As voted by the Religion Newswriters Association’s members, among the year’s most consequential religion newsmakers were Imam Feisal Abdul Rauf, Pope Benedict XVI, Glenn Beck and Sarah Palin, and the U.S. bishops.
How would you have ranked them? Has their influence been harmful or constructive? What issue or person do you expect to have the biggest impact in the year to come?
Too often in 2010, people who made religious news were disappointing.
There were exceptions, like the amazingly ecumenical montage of religious leaders who jumped in and assisted the people of Haiti after that tiny country’s earthquake at the beginning of the year.
But for the most part, religious leaders who made the news did not do all that much to lead or inspire people to get closer to God.
There was Pope Benedict, and Roman Catholic bishops, who, under scrutiny, seem less and less admirable in their handling of alleged cases of sexual impropriety by Roman Catholic priests. The questions I found myself asking the pope were, “What did you know and when did you know it? And how come you took so long to “man up” to the problem?”
There was Bishop Eddie Long, a vociferously anti-gay Baptist preacher and pastor of an Atlanta megachurch, who was accused of having sexual relations with young male members of his church. Bishop Long was strangely quiet in his defense of himself, and ending up settling the case out of court.
There was Sarah Palin, who sought to make news in all areas, including religion. Her opinion that anyone running for public office should have to publicly declare his or her adherence to Christianity. Her opinion reeked of arrogance and insensitivity to the fabric of American society, which is a quilt of many religions, in addition to many races and ethnicities.

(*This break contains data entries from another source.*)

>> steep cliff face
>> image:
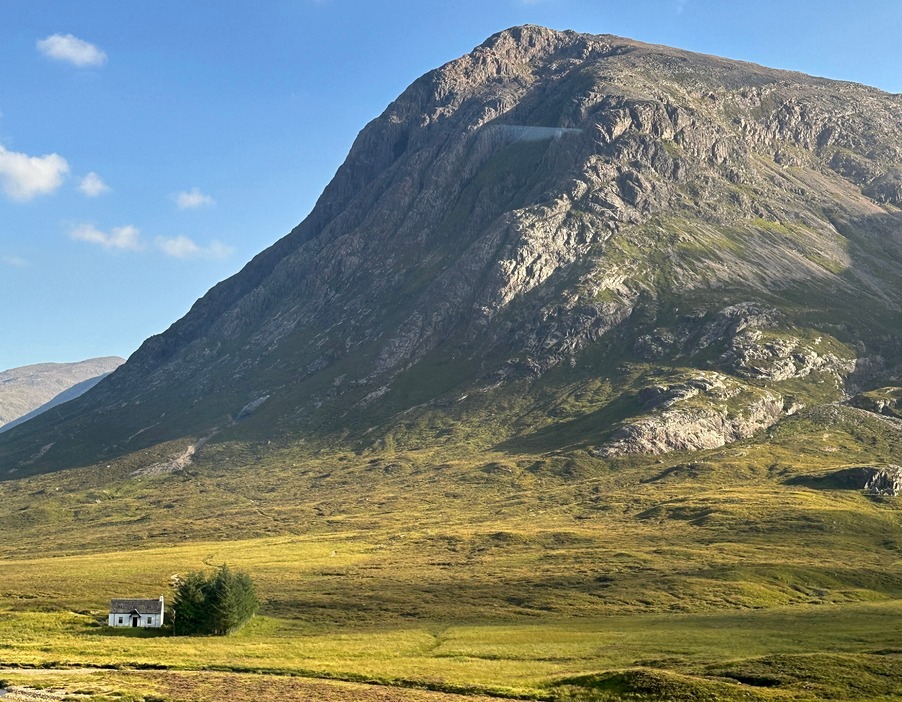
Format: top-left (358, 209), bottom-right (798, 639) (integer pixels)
top-left (0, 26), bottom-right (902, 478)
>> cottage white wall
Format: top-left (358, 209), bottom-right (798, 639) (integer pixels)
top-left (107, 597), bottom-right (165, 629)
top-left (107, 614), bottom-right (163, 629)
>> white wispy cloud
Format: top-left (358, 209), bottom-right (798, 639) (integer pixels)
top-left (173, 188), bottom-right (216, 210)
top-left (35, 34), bottom-right (106, 68)
top-left (0, 146), bottom-right (69, 201)
top-left (78, 171), bottom-right (110, 197)
top-left (156, 235), bottom-right (234, 259)
top-left (69, 224), bottom-right (144, 251)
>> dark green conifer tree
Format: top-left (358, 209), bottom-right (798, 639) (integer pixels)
top-left (173, 564), bottom-right (259, 636)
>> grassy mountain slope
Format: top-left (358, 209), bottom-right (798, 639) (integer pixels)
top-left (0, 27), bottom-right (902, 700)
top-left (0, 27), bottom-right (902, 477)
top-left (0, 356), bottom-right (124, 429)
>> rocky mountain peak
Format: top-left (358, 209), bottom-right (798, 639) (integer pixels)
top-left (0, 26), bottom-right (902, 478)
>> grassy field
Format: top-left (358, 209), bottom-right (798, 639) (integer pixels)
top-left (0, 409), bottom-right (902, 701)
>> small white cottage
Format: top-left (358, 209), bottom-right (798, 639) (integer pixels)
top-left (109, 595), bottom-right (163, 629)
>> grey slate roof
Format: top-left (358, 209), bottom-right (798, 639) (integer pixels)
top-left (110, 597), bottom-right (163, 614)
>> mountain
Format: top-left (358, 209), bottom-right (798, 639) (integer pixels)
top-left (0, 26), bottom-right (902, 477)
top-left (0, 356), bottom-right (125, 431)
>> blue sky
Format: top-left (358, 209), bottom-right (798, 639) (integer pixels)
top-left (0, 0), bottom-right (902, 370)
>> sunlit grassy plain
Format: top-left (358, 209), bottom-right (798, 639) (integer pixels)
top-left (0, 410), bottom-right (902, 700)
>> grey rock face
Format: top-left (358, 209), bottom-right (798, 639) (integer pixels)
top-left (789, 464), bottom-right (902, 497)
top-left (596, 373), bottom-right (784, 456)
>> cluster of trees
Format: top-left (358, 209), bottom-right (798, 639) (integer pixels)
top-left (172, 565), bottom-right (259, 636)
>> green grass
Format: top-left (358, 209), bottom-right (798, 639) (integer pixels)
top-left (0, 396), bottom-right (902, 700)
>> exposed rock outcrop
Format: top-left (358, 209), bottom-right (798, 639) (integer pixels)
top-left (0, 26), bottom-right (902, 478)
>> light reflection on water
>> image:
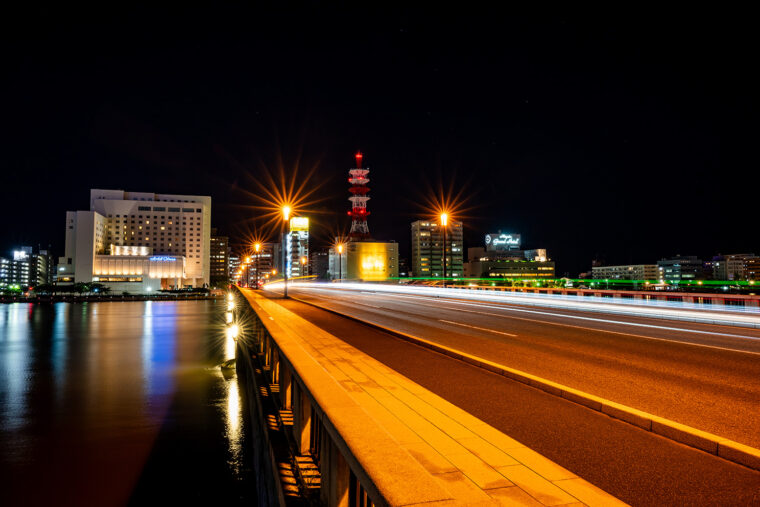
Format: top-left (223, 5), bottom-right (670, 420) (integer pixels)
top-left (0, 301), bottom-right (252, 505)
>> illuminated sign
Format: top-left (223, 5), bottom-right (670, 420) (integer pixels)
top-left (486, 234), bottom-right (520, 250)
top-left (111, 245), bottom-right (150, 256)
top-left (150, 255), bottom-right (177, 262)
top-left (290, 217), bottom-right (309, 231)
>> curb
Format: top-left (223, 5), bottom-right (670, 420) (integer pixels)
top-left (290, 296), bottom-right (760, 470)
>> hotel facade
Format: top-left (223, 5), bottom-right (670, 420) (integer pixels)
top-left (57, 189), bottom-right (211, 293)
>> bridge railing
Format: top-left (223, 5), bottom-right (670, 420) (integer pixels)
top-left (449, 285), bottom-right (760, 307)
top-left (238, 291), bottom-right (451, 506)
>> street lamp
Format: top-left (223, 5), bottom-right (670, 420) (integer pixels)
top-left (338, 243), bottom-right (343, 282)
top-left (441, 213), bottom-right (449, 289)
top-left (282, 204), bottom-right (291, 298)
top-left (253, 243), bottom-right (261, 289)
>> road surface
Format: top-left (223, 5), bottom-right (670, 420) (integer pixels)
top-left (256, 290), bottom-right (760, 505)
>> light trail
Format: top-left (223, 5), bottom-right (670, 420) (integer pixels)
top-left (282, 282), bottom-right (760, 328)
top-left (282, 289), bottom-right (760, 355)
top-left (438, 319), bottom-right (517, 337)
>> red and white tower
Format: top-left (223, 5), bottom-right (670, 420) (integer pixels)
top-left (348, 152), bottom-right (369, 240)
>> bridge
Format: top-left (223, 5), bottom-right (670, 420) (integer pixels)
top-left (236, 283), bottom-right (760, 505)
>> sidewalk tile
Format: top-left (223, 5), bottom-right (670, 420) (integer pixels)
top-left (507, 447), bottom-right (578, 481)
top-left (443, 452), bottom-right (513, 489)
top-left (497, 465), bottom-right (578, 505)
top-left (554, 479), bottom-right (626, 507)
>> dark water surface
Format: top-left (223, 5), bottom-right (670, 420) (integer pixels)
top-left (0, 301), bottom-right (255, 506)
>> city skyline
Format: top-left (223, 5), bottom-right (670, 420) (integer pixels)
top-left (0, 7), bottom-right (760, 274)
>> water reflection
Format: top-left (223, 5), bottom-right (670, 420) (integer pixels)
top-left (0, 301), bottom-right (252, 505)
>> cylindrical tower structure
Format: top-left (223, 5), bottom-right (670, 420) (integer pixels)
top-left (348, 152), bottom-right (369, 240)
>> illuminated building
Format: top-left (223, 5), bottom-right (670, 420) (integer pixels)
top-left (411, 220), bottom-right (464, 278)
top-left (464, 235), bottom-right (555, 279)
top-left (209, 229), bottom-right (230, 288)
top-left (0, 246), bottom-right (52, 290)
top-left (591, 264), bottom-right (659, 280)
top-left (285, 217), bottom-right (309, 278)
top-left (712, 254), bottom-right (756, 280)
top-left (348, 153), bottom-right (369, 240)
top-left (328, 241), bottom-right (398, 282)
top-left (228, 254), bottom-right (240, 279)
top-left (486, 231), bottom-right (521, 252)
top-left (744, 257), bottom-right (760, 282)
top-left (57, 189), bottom-right (211, 292)
top-left (309, 252), bottom-right (330, 280)
top-left (657, 255), bottom-right (705, 282)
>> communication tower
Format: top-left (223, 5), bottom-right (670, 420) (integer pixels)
top-left (348, 152), bottom-right (369, 240)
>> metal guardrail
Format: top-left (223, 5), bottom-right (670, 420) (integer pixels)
top-left (238, 293), bottom-right (451, 506)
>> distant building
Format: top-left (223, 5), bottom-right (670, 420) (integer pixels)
top-left (591, 264), bottom-right (659, 280)
top-left (398, 257), bottom-right (411, 278)
top-left (486, 231), bottom-right (522, 252)
top-left (744, 257), bottom-right (760, 282)
top-left (57, 189), bottom-right (211, 293)
top-left (411, 220), bottom-right (464, 278)
top-left (720, 253), bottom-right (757, 280)
top-left (464, 238), bottom-right (555, 279)
top-left (0, 246), bottom-right (53, 290)
top-left (209, 229), bottom-right (230, 287)
top-left (309, 252), bottom-right (330, 280)
top-left (227, 253), bottom-right (240, 279)
top-left (657, 255), bottom-right (705, 282)
top-left (328, 241), bottom-right (398, 282)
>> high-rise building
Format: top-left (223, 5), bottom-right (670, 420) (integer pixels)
top-left (0, 246), bottom-right (53, 290)
top-left (228, 253), bottom-right (240, 280)
top-left (209, 229), bottom-right (230, 288)
top-left (57, 189), bottom-right (211, 292)
top-left (744, 257), bottom-right (760, 282)
top-left (591, 264), bottom-right (659, 280)
top-left (329, 241), bottom-right (398, 282)
top-left (411, 220), bottom-right (464, 278)
top-left (285, 217), bottom-right (309, 278)
top-left (309, 252), bottom-right (330, 280)
top-left (657, 255), bottom-right (704, 282)
top-left (464, 235), bottom-right (555, 279)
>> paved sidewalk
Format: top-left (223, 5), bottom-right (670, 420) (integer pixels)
top-left (243, 290), bottom-right (624, 505)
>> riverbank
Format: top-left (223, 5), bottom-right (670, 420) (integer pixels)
top-left (0, 294), bottom-right (224, 303)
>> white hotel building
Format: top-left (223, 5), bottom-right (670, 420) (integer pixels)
top-left (57, 189), bottom-right (211, 293)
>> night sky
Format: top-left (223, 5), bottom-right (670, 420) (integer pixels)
top-left (0, 2), bottom-right (760, 276)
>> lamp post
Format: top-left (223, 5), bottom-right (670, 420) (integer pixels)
top-left (338, 243), bottom-right (343, 282)
top-left (253, 243), bottom-right (261, 290)
top-left (282, 204), bottom-right (290, 298)
top-left (301, 256), bottom-right (308, 276)
top-left (441, 213), bottom-right (449, 289)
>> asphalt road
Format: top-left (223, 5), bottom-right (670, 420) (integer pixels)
top-left (262, 292), bottom-right (760, 505)
top-left (284, 289), bottom-right (760, 448)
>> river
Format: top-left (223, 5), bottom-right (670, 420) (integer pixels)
top-left (0, 300), bottom-right (255, 506)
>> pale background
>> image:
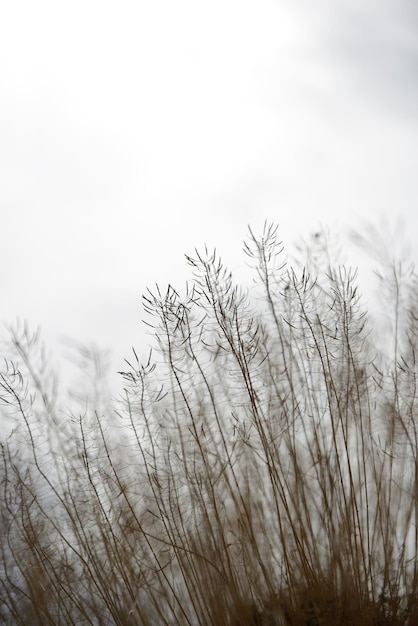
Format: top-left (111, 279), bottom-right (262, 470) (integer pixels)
top-left (0, 0), bottom-right (418, 390)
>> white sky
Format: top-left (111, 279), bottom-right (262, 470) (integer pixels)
top-left (0, 0), bottom-right (418, 388)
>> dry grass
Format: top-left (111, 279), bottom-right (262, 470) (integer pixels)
top-left (0, 226), bottom-right (418, 626)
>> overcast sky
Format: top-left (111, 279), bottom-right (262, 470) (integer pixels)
top-left (0, 0), bottom-right (418, 388)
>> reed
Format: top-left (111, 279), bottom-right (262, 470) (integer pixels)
top-left (0, 224), bottom-right (418, 626)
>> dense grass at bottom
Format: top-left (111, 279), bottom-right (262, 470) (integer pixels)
top-left (0, 226), bottom-right (418, 626)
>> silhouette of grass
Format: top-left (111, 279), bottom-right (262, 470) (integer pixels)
top-left (0, 224), bottom-right (418, 626)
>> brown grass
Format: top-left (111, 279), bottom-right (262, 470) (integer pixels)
top-left (0, 226), bottom-right (418, 626)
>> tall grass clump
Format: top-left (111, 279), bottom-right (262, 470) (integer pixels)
top-left (0, 225), bottom-right (418, 626)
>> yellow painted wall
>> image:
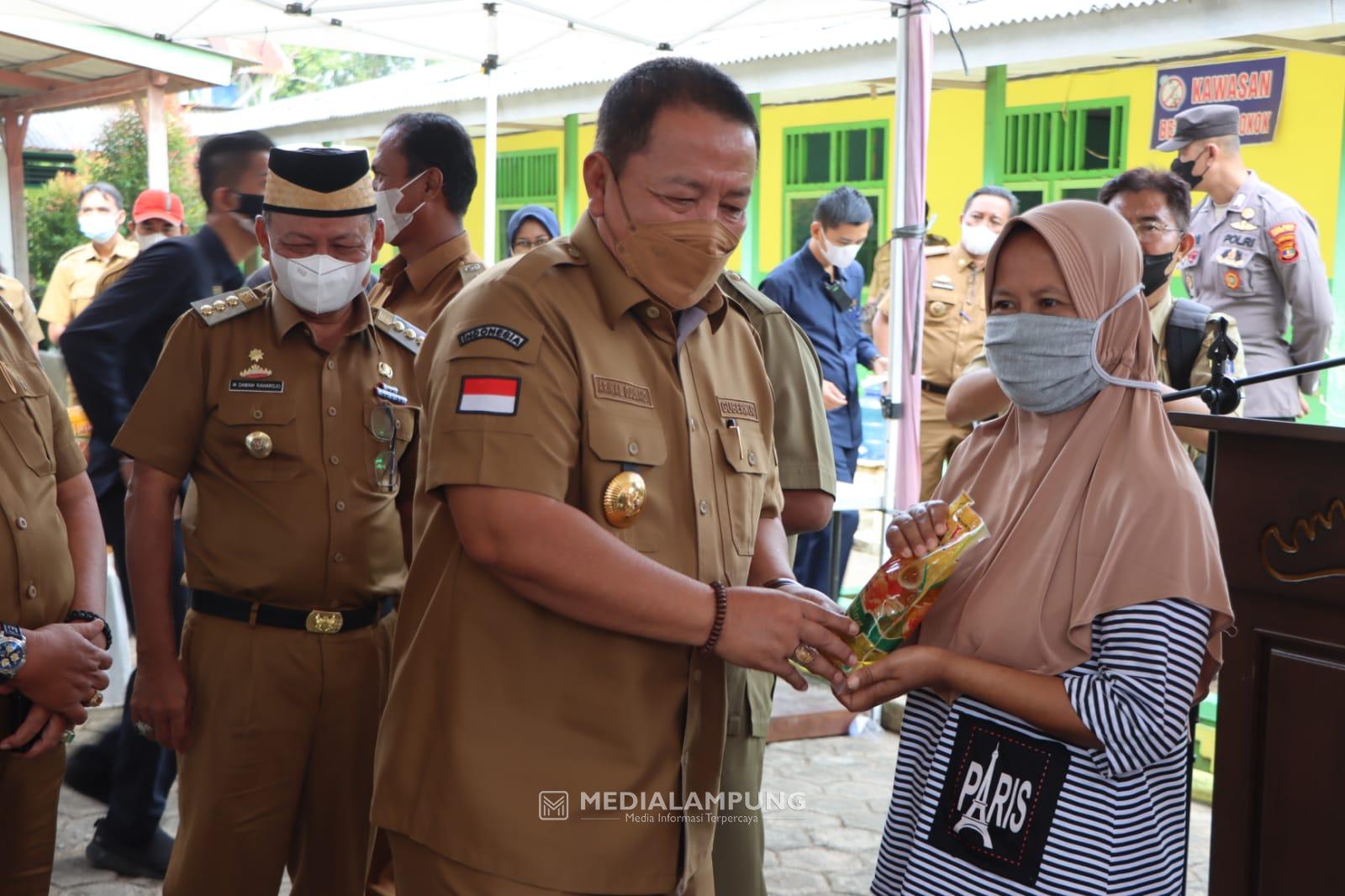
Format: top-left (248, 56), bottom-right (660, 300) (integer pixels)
top-left (449, 52), bottom-right (1345, 276)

There was Pastor Terry Jones, the Gainesville, Florida Baptist minister who, angry about the possibility of a mosque being built near Ground Zero, caused an international stir by saying he was going to publicly burn Qur’ans.
There were the scores of ministers of all faiths who fought against the repeal of “Don’t Ask, Don’t Tell,” stirring up the fear of gay people in the military and in general.
At the end of the day, it felt like religious newsmakers were religious noise makers, more interested in protecting themselves than leading people to God. Call me naïve or altruistic, but I still think the role of religious leaders is to lead people toward service and positive relationships with each other, not toward divisiveness and strife.
Time will tell, but I would bet that “faith and values” will become a hot topic in the 2012 general election, with some religious people becoming newsmakers by attempting to impose their beliefs down the throats of people who might not agree with their views. Religious people tend to make ugly situations far uglier by inserting God into the conversation and standing on a soapbox that they swear God built for “such a time as this.”
Instead of bringing people together, religious newsmakers seem to provide the instruments which people use to tear each other apart.
Then, they pray.
I am holding my breath and praying that I become a religious leader who can and does bring a message of God to people that will help knit the frayed edges of our American religious quilt. Why? Because so many of us, especially the ones who made religious news in 2010, did far more to push people to those edges, rather than bring them to the center where I believe the warmth of the presence of God lies.